Thomas Edison created the electric lightbulb and then wrapped an entire industry around it. The lightbulb is most often thought of as his signature invention, but Edison understood that the bulb was little more than a parlor trick without a system of electric power generation and transmission to make it truly useful. So he created that, too.
Thus Edison’s genius lay in his ability to conceive of a fully developed marketplace, not simply a discrete device. He was able to envision how people would want to use what he made, and he engineered toward that insight. He wasn’t always prescient (he originally believed the phonograph would be used mainly as a business machine for recording and replaying dictation), but he invariably gave great consideration to users’ needs and preferences. Edison’s approach was an early example of what is now called “design thinking”—a methodology that imbues the full spectrum of innovation activities with a human-centered design ethos. By this I mean that innovation is powered by a thorough understanding, through direct observation, of what people want and need in their lives and what they like or dislike about the way particular products are made, packaged, marketed, sold, and supported.

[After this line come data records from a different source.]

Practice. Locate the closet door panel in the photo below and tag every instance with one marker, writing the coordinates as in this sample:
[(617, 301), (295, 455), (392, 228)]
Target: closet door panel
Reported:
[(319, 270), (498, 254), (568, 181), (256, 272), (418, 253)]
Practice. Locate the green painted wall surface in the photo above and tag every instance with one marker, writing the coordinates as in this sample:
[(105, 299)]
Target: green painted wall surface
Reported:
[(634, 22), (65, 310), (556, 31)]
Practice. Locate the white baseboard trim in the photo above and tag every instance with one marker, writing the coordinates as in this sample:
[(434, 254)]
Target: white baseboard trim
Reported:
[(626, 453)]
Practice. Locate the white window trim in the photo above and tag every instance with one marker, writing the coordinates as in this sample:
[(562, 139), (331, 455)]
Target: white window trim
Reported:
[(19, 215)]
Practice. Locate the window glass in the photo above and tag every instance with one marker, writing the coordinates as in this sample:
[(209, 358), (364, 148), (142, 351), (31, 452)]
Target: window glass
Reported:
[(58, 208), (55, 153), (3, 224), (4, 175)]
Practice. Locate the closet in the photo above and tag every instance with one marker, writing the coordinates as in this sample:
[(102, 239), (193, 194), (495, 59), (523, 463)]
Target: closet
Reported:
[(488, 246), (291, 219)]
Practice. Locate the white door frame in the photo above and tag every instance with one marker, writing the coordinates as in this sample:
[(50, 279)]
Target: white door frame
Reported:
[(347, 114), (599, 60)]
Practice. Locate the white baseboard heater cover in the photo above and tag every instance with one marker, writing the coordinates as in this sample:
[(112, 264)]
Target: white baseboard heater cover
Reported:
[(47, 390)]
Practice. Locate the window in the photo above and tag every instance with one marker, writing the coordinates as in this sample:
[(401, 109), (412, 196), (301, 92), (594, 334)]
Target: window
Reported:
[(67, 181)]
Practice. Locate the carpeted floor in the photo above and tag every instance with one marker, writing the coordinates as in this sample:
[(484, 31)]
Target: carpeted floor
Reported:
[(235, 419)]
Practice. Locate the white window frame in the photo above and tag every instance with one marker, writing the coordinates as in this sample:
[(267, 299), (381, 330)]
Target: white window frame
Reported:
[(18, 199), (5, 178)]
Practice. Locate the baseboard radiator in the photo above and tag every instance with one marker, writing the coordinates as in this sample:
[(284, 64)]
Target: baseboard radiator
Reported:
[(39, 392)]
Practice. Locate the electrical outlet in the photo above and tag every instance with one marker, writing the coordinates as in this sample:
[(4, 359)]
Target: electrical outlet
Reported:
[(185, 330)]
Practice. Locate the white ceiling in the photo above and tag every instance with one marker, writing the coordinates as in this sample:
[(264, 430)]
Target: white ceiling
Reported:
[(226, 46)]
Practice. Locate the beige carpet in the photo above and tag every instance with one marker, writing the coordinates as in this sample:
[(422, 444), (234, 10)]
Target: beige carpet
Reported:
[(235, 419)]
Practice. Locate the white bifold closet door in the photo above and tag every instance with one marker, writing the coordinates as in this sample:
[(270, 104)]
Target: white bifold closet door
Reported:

Many people believe that Edison’s greatest invention was the modern R&D laboratory and methods of experimental investigation. Edison wasn’t a narrowly specialized scientist but a broad generalist with a shrewd business sense. In his Menlo Park, New Jersey, laboratory he surrounded himself with gifted tinkerers, improvisers, and experimenters. Indeed, he broke the mold of the “lone genius inventor” by creating a team-based approach to innovation. Although Edison biographers write of the camaraderie enjoyed by this merry band, the process also featured endless rounds of trial and error—the “99% perspiration” in Edison’s famous definition of genius. His approach was intended not to validate preconceived hypotheses but to help experimenters learn something new from each iterative stab. Innovation is hard work; Edison made it a profession that blended art, craft,science, business savvy, and an astute understanding of customers and markets.
Design thinking is a lineal descendant of that tradition. Put simply, it is a discipline that uses the designer’s sensibility and methods to match people’s needs with what is technologically feasible and what a viable business strategy can convert into customer value and market opportunity. Like Edison’s painstaking innovation process, it often entails a great deal of perspiration.
I believe that design thinking has much to offer a business world in which most management ideas and best practices are freely available to be copied and exploited. Leaders now look to innovation as a principal source of differentiation and competitive advantage; they would do well to incorporate design thinking into all phases of the process.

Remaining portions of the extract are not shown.